One of the many things which has changed for the better in the legal profession since I became an articled clerk in September 1989 is its attitude towards LGBTQ solicitors.

I was very clear when I started my legal career that being gay (or at least coming out to the firm and colleagues) would not help advance my career. While I had no real direct evidence that that would be the case, my prejudice was based on a fear of being treated with less respect, of standing out for the wrong reasons and of being excluded.

I reasoned that being gay immediately placed me in a small and (then often) invisible minority, and that if I wanted to fit in at work, and not stand out for the wrong reasons, I needed to keep my private life private.

This was all based on the fact that I grew up in an environment where being gay was regarded as being wrong and unacceptable; there was no sexuality discrimination legislation, many attitudes were prehistoric, and so I was concerned that many people would not want a gay lawyer looking after them.

The world was a very different place then…

It was clear to me that it would be best if I kept my sexuality secret, until at least people respected me as a lawyer and I had proven my worth to my employer.

I therefore decided that I should first build my reputation as a solicitor, and that I should play the game (which was very familiar to gay people in the professions at the time) of being careful how I described my life outside work, including no specific references to my partner, and denying any suspicions that I was not straight.

This meant using neutral and non-specific pronouns when talking about my home and social life, avoiding saying anything which I felt could generate speculation, and not bringing anyone with me to work social events.

I can also clearly remember one of my colleagues warning me to “be careful” because someone else was spreading rumours that I was gay.
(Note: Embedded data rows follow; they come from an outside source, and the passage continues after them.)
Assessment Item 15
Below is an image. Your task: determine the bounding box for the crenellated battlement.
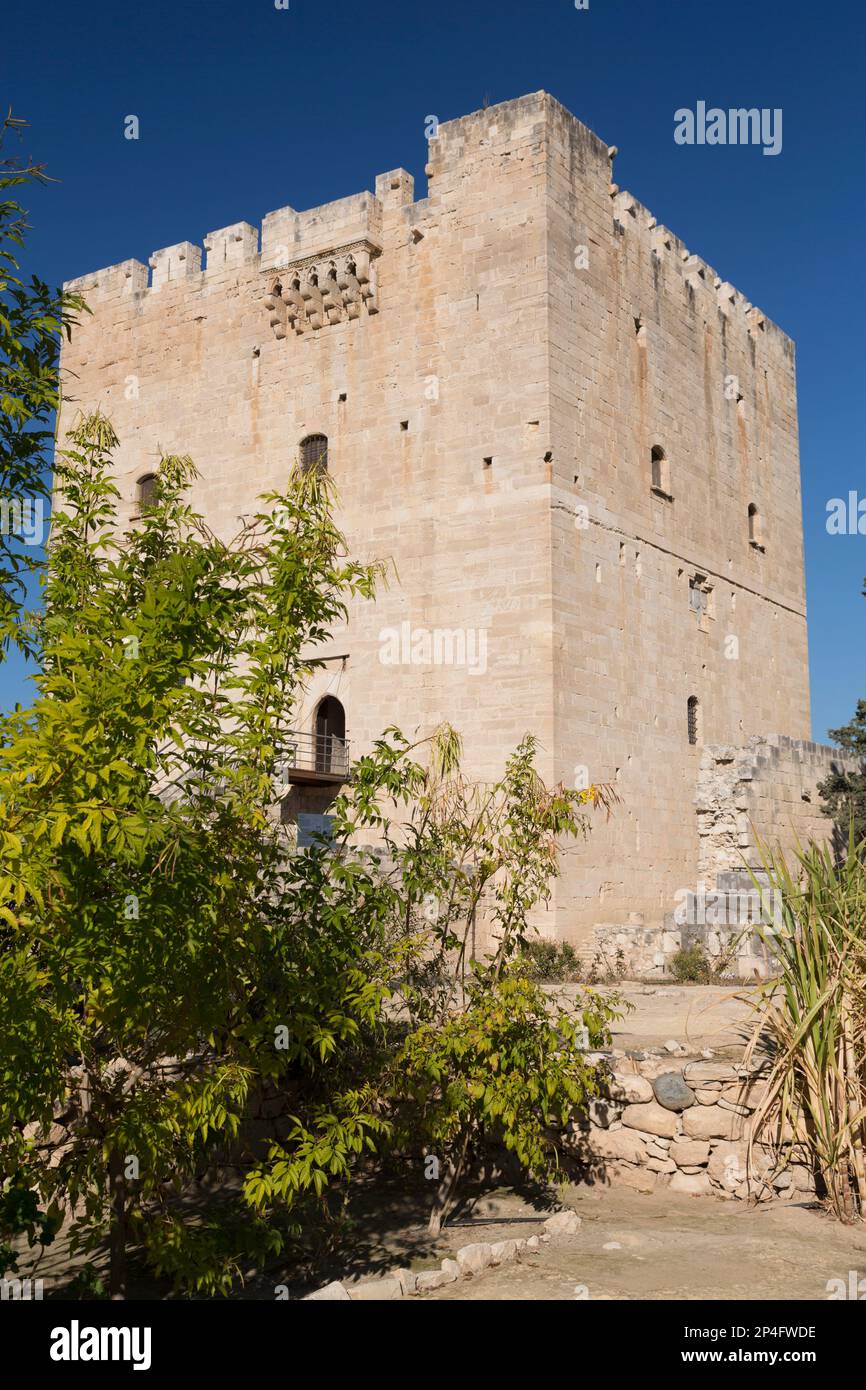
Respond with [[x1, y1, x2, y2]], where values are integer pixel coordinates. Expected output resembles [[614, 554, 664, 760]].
[[610, 183, 791, 345], [65, 170, 405, 300], [65, 92, 791, 350]]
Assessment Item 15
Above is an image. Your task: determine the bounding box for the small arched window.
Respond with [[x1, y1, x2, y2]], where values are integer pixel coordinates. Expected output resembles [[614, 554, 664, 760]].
[[314, 695, 349, 776], [649, 443, 671, 498], [687, 695, 701, 746], [135, 473, 160, 512], [300, 435, 328, 473]]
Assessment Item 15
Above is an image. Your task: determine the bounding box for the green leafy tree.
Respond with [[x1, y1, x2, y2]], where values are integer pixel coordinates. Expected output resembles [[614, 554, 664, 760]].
[[0, 416, 386, 1295], [247, 727, 616, 1233], [0, 110, 83, 660], [0, 414, 619, 1297]]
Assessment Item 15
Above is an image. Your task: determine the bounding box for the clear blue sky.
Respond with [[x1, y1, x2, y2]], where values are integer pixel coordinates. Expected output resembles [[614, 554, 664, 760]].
[[0, 0, 866, 738]]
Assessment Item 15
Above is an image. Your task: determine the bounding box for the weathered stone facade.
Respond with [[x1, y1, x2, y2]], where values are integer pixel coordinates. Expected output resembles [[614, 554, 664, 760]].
[[61, 93, 845, 940]]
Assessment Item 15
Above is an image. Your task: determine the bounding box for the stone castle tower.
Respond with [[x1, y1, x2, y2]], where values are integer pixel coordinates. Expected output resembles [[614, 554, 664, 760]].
[[61, 92, 845, 973]]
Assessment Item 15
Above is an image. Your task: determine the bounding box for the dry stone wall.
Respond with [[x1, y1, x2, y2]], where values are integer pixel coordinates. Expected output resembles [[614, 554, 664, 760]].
[[570, 1044, 815, 1201]]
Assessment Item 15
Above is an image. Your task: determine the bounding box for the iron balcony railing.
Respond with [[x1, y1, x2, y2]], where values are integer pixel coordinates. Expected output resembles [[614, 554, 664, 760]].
[[278, 730, 350, 781]]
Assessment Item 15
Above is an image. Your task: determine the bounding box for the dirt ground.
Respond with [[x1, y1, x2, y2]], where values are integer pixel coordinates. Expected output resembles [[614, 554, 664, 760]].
[[592, 981, 753, 1054], [421, 1187, 866, 1301], [27, 984, 866, 1301]]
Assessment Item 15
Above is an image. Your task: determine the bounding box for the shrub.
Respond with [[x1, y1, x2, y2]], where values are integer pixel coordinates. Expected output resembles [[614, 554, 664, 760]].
[[523, 941, 582, 983], [670, 945, 713, 984]]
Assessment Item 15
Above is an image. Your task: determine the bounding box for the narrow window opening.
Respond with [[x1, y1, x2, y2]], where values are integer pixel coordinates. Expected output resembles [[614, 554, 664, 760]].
[[136, 473, 160, 512], [749, 502, 763, 550], [687, 695, 701, 746], [649, 443, 673, 502], [300, 435, 328, 474]]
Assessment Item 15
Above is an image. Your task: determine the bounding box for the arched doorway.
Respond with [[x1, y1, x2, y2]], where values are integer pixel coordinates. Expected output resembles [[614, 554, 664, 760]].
[[316, 695, 346, 774]]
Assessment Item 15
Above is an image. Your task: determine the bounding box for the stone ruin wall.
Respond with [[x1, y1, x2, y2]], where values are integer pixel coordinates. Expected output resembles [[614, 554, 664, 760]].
[[578, 1044, 815, 1202]]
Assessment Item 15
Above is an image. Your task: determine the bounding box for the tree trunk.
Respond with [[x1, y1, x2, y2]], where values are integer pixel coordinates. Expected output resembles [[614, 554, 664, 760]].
[[108, 1150, 126, 1300]]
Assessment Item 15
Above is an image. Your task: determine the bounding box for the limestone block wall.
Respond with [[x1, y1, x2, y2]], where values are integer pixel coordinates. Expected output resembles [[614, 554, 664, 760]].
[[695, 734, 858, 887], [60, 100, 553, 822], [539, 95, 809, 938], [60, 92, 809, 941], [571, 1049, 815, 1202]]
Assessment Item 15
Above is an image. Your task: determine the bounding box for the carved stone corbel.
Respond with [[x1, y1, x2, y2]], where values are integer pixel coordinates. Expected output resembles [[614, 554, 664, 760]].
[[300, 265, 325, 328]]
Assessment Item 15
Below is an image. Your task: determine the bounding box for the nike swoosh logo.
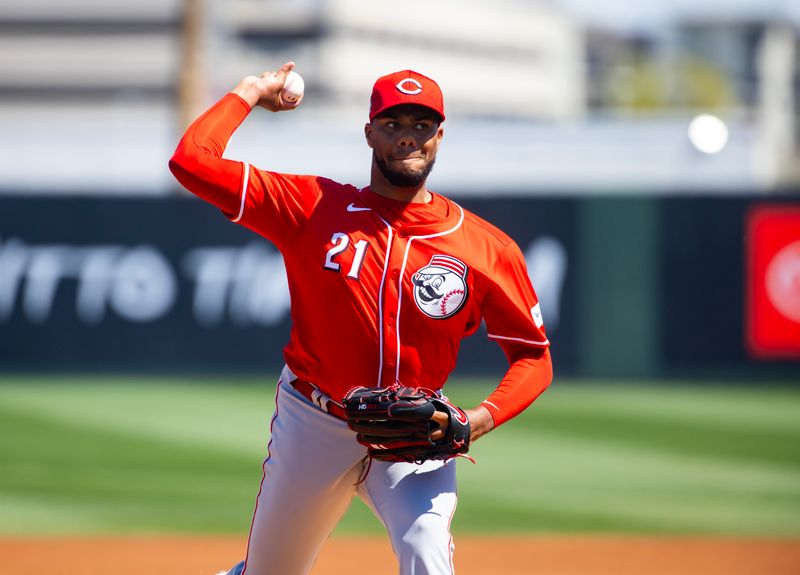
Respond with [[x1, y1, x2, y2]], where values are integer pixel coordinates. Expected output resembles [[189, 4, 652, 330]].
[[347, 204, 372, 212]]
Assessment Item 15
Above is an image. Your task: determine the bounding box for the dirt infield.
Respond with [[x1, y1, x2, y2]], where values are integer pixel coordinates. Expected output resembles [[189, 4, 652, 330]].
[[0, 536, 800, 575]]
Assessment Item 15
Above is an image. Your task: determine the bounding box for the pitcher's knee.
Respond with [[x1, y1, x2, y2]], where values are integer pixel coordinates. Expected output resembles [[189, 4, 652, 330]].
[[392, 514, 453, 575]]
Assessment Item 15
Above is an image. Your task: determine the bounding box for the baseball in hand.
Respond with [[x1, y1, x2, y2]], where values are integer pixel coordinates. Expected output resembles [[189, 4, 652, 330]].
[[281, 70, 305, 104]]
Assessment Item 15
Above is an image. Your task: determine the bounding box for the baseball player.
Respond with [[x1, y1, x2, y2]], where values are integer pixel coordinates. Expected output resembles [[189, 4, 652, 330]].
[[169, 62, 552, 575]]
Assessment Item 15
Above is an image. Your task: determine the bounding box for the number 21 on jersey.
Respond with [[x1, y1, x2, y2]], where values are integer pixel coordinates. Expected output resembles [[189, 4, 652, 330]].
[[322, 232, 369, 280]]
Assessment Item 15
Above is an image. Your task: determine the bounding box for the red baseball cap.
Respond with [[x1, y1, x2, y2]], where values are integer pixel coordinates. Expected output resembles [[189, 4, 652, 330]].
[[369, 70, 444, 122]]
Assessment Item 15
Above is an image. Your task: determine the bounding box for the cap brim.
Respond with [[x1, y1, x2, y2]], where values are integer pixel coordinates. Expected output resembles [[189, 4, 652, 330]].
[[369, 102, 444, 124]]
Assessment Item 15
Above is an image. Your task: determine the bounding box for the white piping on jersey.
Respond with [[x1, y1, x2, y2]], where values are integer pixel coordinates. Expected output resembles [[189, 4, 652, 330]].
[[392, 202, 464, 381], [374, 215, 392, 387], [486, 333, 550, 345], [233, 162, 250, 222], [347, 202, 372, 212]]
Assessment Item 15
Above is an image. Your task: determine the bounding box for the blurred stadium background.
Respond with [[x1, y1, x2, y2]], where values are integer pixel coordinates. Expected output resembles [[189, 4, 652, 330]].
[[0, 0, 800, 568]]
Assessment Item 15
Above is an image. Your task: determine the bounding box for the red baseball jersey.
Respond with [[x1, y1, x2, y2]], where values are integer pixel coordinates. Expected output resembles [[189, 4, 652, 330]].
[[170, 94, 549, 425]]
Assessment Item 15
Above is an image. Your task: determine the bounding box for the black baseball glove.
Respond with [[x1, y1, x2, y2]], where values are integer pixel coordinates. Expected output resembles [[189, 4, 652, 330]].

It is an unpleasant truth that being gay at that time was regarded by many people as a weakness or something to be ashamed of. That was the environment at the time.

It was only when I had become an associate, and had been in a relationship with Elton for some time, that I felt confident about introducing him to the firm and to colleagues.

Like many gay people, I had reached the decision that, if other people have an issue about my being gay, that was their problem, not mine.

I also recognised that my partner – who became (and remains!) my husband should not be kept in the background. I was (and remain) proud of our relationship.

I did not come out as such – I just talked about Elton as my partner, and we went to events as a couple. I reasoned that if I was not making an issue about this, then there was no reason for anyone else to do so either.

There was of course no reaction whatsoever (at least to my face), and people continued to accept me as I was. Life became considerably more relaxed.

I asked myself at the time (and have thought about this a lot ever since) whether my fears had been wrong, and whether I should have done this a lot earlier. After all, you are born with your sexuality, and there is no choice about it. This means that being gay or straight is nothing to be ashamed of (or proud about).

The main choice which gay people have to make is when they tell the world about their sexuality. I was almost certainly over-cautious at the start of my career, but the world was a very different place then, and I did not want to give anyone else an excuse to treat me differently.

Changing social attitudes, and my growing confidence, since then mean that I can talk about my husband without any fear of being shunned or mocked. I am not sure that that would have been the case in 1989.

As I see it, diversity and inclusion are all about creating a working environment in which people can be confident of being who they are without fear of not fitting in, or of being rejected or not taken seriously.

I therefore hope that LGBTQ trainee solicitors today do not have any of the fears which I had all those years ago, and can be confident that their sexuality (any more than their gender or eye colour) has nothing whatsoever to do with being a great lawyer.